Contra Leaders Deny Split In Rebel Ranks Is Serious
TEGUCIGALPA, Honduras (AP) _ A Nicaraguan rebel leader acknowledged that dissidents are seeking to oust their military leader, Col. Enrique Bermudez, but played down reports of an uprising within the ranks.
In an interview Thursday night, Contra spokesman Bosco Matamoros also accused the Nicaraguan government of fueling the discontent and criticized the United States for not being a better ally.
Matamoros said a small group of dissidents wrongly accused Bermudez, a former national guard commander and the ranking Contra military leader, of cronyism and corruption.
The U.S.-backed rebels are fighting to overthrow the leftist Sandinista government, which has been in power since 1979.

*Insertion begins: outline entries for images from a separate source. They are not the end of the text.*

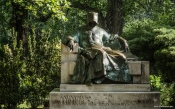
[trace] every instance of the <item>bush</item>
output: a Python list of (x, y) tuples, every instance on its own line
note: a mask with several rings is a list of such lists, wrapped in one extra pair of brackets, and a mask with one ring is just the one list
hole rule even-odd
[(22, 102), (19, 75), (23, 73), (25, 62), (21, 60), (22, 48), (16, 48), (16, 39), (13, 44), (0, 45), (0, 104), (7, 109), (15, 109)]
[(24, 101), (33, 109), (47, 105), (49, 92), (60, 84), (61, 41), (49, 40), (50, 31), (37, 38), (33, 34), (28, 37), (29, 52), (23, 55), (12, 36), (12, 44), (0, 45), (0, 105), (8, 109)]
[(153, 91), (160, 91), (161, 105), (175, 107), (175, 83), (163, 82), (162, 76), (150, 75), (150, 83)]
[(33, 109), (48, 101), (49, 92), (60, 84), (61, 42), (58, 38), (49, 41), (49, 31), (42, 31), (38, 37), (28, 39), (26, 72), (20, 74), (23, 95)]

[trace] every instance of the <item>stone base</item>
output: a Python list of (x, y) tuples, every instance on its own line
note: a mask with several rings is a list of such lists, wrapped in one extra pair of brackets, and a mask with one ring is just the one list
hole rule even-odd
[(150, 84), (60, 84), (61, 92), (143, 92), (150, 89)]
[(50, 109), (160, 109), (159, 92), (50, 92)]

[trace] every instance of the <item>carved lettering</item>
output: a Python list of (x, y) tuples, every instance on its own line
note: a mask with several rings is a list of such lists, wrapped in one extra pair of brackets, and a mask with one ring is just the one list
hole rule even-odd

Some reports have said that up to 4,000 fighters were engaged in a mutiny at a Contra base camp in Yamales, 20 miles north of the Honduran border.

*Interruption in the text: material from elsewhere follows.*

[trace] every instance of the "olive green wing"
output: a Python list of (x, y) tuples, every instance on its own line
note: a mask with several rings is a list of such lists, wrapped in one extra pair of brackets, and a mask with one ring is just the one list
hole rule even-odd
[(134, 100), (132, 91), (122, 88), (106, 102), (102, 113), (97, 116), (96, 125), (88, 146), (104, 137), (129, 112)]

″That’s one of the most fantastic things I’ve heard,″ Matamoros said.
The reports could not be independently confirmed because Honduran authorities barred journalists from traveling to the isolated region.
According to the spokesman, only 726 combatants were at the base.
Sources claimed some of the Contras charged Bermudez with corruption and inefficiency. Matamoros acknowledged there were gripes but said reports of a rift in the rebel movement were exaggerated.
″They have the legitimate right to differences of opinions,″ Matamoros said. ″But from that to conclude that the organization is at the breaking point ... would be to ignore the fact that this organization has 17,000 men.″
The Sandinista government in Nicaragua claims there are 6,000 Contras. Other sources say there are up to 10,000.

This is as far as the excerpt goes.